# Generalization of the probability of union

hi

How can I do for mathematics to expand this equation for any value of the variables i, j, k

• Possible duplicate: mathematica.stackexchange.com/questions/56015/…. – JimB Nov 20 '17 at 4:11
• I need mahematica to develop the formula, not calculate! – susy diaz Nov 20 '17 at 22:22
• I'm not understanding how you want to provide the input and obtain an output. For example, do you want union[{a1, a2, a3}] to produce pr[a1] + pr[a2] + pr[a3] - pr[{a1, a2}] - pr[{a1, a3}] - pr[{a2, a3}] + pr[{a1, a2, a3}] (assuming you have a function pr that provides the associated probabilities of the events) ? – JimB Nov 20 '17 at 22:44
• if I need that given an entry for some i = 4 develop the formula for P (A1 + A2 + A3 + A4) for example, now if you calculate it better – susy diaz Nov 22 '17 at 22:20

Try this exercise in pattern matching. Effectively this a recursive definition of the inclusion-exclusion formula.

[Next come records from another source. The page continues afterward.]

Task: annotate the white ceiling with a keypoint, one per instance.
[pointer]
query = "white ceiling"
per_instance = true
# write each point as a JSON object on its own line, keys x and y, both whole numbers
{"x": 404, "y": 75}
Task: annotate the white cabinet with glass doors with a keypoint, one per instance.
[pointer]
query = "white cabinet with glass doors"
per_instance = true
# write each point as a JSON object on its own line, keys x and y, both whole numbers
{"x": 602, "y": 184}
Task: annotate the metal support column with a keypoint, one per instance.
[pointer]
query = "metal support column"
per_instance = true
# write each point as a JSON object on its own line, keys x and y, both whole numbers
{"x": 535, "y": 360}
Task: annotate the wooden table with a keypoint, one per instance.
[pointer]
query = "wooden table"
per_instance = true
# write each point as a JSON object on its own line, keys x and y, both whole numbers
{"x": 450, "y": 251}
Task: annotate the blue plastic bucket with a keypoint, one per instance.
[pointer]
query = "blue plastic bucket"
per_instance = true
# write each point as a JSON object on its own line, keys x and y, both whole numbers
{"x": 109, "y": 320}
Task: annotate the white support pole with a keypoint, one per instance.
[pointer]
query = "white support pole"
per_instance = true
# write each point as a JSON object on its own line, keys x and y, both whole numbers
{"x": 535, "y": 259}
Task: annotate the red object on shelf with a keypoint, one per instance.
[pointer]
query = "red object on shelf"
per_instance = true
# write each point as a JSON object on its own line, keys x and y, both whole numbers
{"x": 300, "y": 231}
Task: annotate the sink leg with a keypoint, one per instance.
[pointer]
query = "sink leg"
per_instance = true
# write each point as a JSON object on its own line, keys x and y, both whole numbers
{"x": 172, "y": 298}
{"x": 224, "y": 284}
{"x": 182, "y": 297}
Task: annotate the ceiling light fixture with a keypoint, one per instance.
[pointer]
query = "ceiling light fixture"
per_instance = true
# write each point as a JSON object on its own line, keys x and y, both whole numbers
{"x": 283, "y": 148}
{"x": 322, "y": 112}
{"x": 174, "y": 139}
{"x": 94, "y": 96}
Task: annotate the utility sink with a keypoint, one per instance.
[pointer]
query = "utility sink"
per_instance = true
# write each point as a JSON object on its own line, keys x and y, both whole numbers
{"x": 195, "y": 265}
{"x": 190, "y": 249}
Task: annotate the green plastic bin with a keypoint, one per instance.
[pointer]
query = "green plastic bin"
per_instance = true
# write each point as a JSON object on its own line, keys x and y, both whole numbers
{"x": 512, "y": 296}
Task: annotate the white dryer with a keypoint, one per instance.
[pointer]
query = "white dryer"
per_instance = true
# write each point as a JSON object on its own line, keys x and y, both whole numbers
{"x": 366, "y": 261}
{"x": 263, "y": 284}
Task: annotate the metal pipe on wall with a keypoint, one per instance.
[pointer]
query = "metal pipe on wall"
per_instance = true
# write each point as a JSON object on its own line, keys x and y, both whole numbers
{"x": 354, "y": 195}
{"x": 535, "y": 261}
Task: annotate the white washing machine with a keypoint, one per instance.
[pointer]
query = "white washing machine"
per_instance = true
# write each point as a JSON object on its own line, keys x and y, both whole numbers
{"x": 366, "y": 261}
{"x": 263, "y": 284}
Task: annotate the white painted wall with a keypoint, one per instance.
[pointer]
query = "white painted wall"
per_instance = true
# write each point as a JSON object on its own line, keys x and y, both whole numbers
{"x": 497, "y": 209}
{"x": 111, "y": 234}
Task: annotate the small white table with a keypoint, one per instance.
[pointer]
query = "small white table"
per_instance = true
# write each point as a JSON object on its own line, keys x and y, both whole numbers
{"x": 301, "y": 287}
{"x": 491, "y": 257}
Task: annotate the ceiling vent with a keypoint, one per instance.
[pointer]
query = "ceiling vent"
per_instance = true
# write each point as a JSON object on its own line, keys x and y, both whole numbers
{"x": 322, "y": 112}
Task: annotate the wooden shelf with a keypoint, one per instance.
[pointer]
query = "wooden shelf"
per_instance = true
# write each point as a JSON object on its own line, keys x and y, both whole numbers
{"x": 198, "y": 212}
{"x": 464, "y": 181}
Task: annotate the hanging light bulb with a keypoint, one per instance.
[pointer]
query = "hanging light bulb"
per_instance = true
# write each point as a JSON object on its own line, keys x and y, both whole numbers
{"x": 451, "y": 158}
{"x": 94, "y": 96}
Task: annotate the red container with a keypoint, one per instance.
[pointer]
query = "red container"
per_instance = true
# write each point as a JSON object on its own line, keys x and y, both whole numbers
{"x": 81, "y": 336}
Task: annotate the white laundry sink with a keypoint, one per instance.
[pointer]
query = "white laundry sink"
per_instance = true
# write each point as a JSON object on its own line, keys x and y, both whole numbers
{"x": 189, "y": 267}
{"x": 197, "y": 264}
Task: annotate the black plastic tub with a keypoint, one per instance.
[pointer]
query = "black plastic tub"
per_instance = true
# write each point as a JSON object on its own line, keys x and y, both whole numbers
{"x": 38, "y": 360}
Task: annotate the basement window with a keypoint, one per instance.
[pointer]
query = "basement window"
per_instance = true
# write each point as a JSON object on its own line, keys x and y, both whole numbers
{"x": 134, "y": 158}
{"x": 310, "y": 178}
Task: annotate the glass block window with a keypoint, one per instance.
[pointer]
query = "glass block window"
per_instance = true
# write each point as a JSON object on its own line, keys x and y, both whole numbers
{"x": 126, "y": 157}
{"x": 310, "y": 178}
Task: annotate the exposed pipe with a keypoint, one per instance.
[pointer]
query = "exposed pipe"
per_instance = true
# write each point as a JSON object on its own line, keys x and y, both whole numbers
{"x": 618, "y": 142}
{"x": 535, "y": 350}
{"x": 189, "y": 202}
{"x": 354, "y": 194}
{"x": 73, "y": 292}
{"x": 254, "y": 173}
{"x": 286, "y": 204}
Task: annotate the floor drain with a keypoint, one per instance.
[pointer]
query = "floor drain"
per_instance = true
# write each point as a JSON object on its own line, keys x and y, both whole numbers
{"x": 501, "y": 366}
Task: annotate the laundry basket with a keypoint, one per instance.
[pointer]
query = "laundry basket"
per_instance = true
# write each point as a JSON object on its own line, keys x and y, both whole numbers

p[un[x_, y__]] := p[un[x]] + p[un[y]] - p[in[un@x, un@y]];
un[un[x__]] := un[x];
un[in[x__]] := in[x];
in[un[x__]] := un[x];
in[x_, un[z_, y__]] := un[in[un@x, un@z], in[un@x, un@y]];
in[in[x__]] := in[x];
in[in[x__], in[y__]] := in @@ Intersection[{x, y}]

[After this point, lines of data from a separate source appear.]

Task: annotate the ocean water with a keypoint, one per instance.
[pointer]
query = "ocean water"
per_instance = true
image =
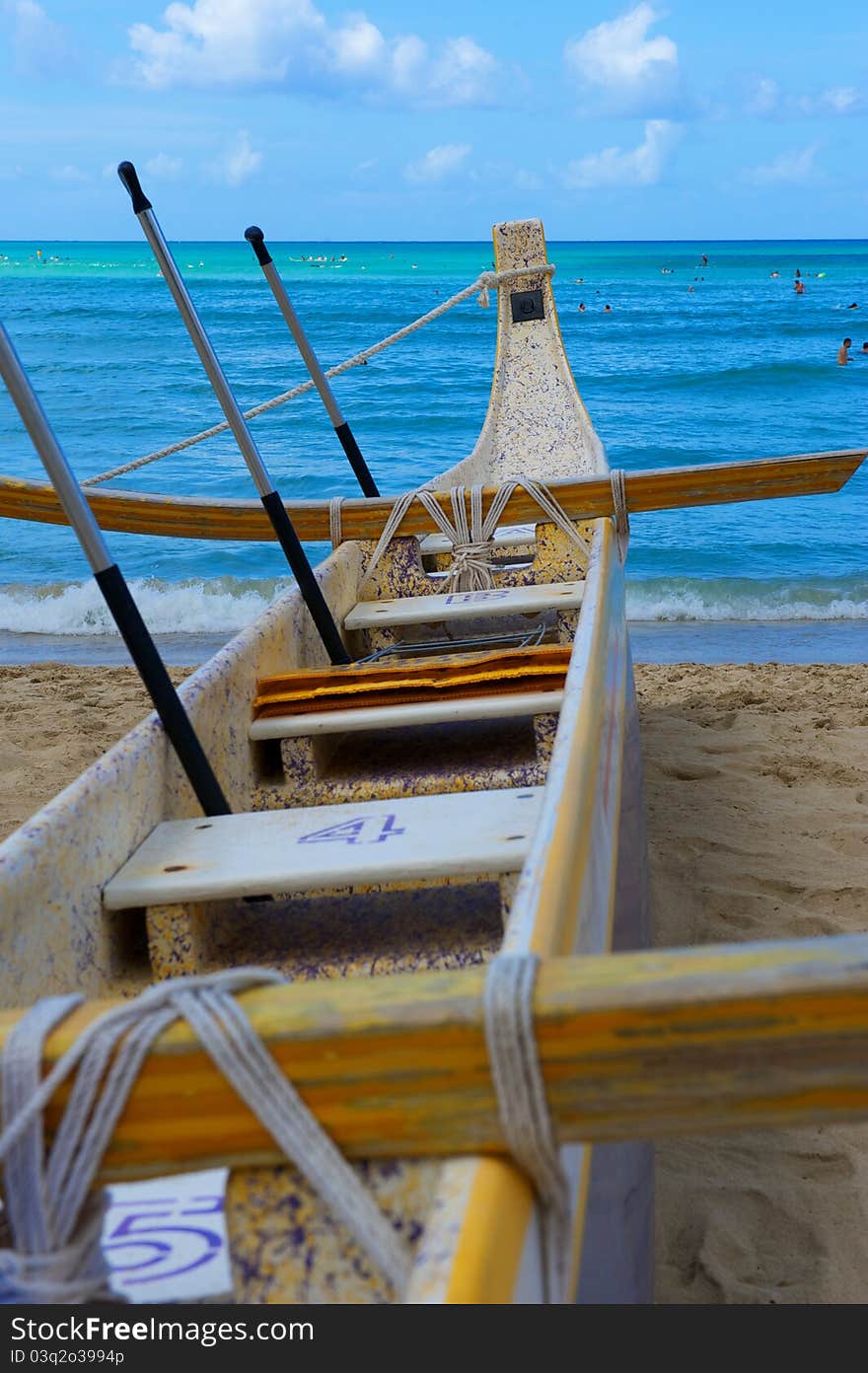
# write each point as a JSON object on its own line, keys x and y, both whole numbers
{"x": 738, "y": 367}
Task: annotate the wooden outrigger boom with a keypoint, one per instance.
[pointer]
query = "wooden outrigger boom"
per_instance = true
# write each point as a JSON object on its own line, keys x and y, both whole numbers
{"x": 680, "y": 1041}
{"x": 714, "y": 483}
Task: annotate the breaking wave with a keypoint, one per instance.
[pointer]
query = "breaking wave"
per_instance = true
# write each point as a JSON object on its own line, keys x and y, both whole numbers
{"x": 191, "y": 607}
{"x": 226, "y": 605}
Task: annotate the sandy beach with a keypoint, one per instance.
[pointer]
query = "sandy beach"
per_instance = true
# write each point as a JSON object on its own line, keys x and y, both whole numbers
{"x": 757, "y": 791}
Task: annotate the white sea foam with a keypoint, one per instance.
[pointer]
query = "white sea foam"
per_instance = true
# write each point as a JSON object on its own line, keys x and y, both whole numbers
{"x": 227, "y": 605}
{"x": 742, "y": 601}
{"x": 192, "y": 607}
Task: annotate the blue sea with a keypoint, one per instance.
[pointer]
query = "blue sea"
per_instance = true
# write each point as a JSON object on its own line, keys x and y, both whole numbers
{"x": 738, "y": 367}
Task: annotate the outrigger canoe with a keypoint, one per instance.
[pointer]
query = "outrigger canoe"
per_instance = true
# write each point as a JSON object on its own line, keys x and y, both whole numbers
{"x": 470, "y": 785}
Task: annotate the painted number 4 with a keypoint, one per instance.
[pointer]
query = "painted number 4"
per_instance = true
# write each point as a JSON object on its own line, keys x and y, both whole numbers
{"x": 366, "y": 831}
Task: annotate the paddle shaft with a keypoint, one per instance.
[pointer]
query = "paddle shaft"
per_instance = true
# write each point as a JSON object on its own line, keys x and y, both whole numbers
{"x": 111, "y": 584}
{"x": 345, "y": 435}
{"x": 272, "y": 504}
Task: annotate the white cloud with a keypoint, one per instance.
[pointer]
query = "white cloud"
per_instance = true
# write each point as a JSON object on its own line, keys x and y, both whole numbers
{"x": 290, "y": 42}
{"x": 40, "y": 45}
{"x": 238, "y": 161}
{"x": 636, "y": 167}
{"x": 164, "y": 168}
{"x": 794, "y": 168}
{"x": 765, "y": 99}
{"x": 622, "y": 62}
{"x": 438, "y": 162}
{"x": 835, "y": 101}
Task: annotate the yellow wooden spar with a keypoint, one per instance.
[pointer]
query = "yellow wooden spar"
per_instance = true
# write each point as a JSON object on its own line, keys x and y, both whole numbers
{"x": 409, "y": 819}
{"x": 676, "y": 1041}
{"x": 181, "y": 517}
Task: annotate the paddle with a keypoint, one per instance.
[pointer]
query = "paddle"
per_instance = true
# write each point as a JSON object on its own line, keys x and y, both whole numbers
{"x": 111, "y": 584}
{"x": 275, "y": 508}
{"x": 347, "y": 442}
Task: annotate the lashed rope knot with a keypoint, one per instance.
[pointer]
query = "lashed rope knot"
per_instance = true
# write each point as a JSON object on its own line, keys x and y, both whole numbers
{"x": 490, "y": 280}
{"x": 472, "y": 542}
{"x": 55, "y": 1223}
{"x": 622, "y": 515}
{"x": 524, "y": 1109}
{"x": 56, "y": 1254}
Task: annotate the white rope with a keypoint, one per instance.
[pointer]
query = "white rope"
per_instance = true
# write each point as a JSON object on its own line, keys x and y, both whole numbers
{"x": 524, "y": 1107}
{"x": 55, "y": 1225}
{"x": 335, "y": 531}
{"x": 481, "y": 287}
{"x": 472, "y": 545}
{"x": 55, "y": 1230}
{"x": 622, "y": 515}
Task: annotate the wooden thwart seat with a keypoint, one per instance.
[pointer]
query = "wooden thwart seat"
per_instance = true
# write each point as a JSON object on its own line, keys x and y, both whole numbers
{"x": 271, "y": 851}
{"x": 437, "y": 679}
{"x": 456, "y": 606}
{"x": 411, "y": 713}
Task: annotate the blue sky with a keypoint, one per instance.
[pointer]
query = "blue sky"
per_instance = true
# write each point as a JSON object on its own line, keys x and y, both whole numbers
{"x": 395, "y": 121}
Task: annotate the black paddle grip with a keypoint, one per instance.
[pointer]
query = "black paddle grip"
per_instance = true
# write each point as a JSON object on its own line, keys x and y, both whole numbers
{"x": 257, "y": 242}
{"x": 130, "y": 181}
{"x": 167, "y": 702}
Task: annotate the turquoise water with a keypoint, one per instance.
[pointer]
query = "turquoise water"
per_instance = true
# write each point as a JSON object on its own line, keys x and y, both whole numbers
{"x": 741, "y": 367}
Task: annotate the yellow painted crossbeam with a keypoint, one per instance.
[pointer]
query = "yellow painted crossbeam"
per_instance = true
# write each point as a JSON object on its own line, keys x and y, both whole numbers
{"x": 632, "y": 1046}
{"x": 176, "y": 517}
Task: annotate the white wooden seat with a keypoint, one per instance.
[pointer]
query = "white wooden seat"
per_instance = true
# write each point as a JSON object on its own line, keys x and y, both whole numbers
{"x": 416, "y": 837}
{"x": 456, "y": 606}
{"x": 510, "y": 536}
{"x": 412, "y": 713}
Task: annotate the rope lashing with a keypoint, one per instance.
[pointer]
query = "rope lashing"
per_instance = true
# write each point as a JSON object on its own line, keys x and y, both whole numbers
{"x": 55, "y": 1223}
{"x": 55, "y": 1233}
{"x": 522, "y": 1104}
{"x": 335, "y": 531}
{"x": 622, "y": 515}
{"x": 472, "y": 545}
{"x": 481, "y": 287}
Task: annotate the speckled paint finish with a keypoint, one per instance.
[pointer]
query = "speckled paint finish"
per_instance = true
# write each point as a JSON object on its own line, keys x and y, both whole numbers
{"x": 55, "y": 937}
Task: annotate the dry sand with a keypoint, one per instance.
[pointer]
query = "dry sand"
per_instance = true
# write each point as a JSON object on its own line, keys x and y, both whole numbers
{"x": 757, "y": 788}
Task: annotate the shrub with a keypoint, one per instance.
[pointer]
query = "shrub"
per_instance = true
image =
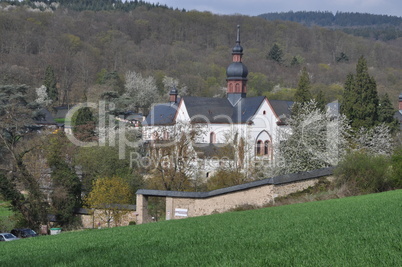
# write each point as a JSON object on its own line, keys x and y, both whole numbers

result = p[un[x, y, z, t, q, w, r]] /. un[x_] :> x;
patterns = Cases[result, p[x___], Infinity];
arglength[p[in[x__]]] := Length[{x}] -> p[x];
arglength[p[x_]] := 1 -> p[x]
counts=Map[Length]@GatherBy[#, First] &@Map[arglength]@patterns

{7, 21, 35, 35, 21, 7, 1}

counts == Table[Binomial[7, i], {i, 1, 7}]
True


If you want all the steps use Trace

Trace[p[un[x, y, z]] /. un[x_] :> x]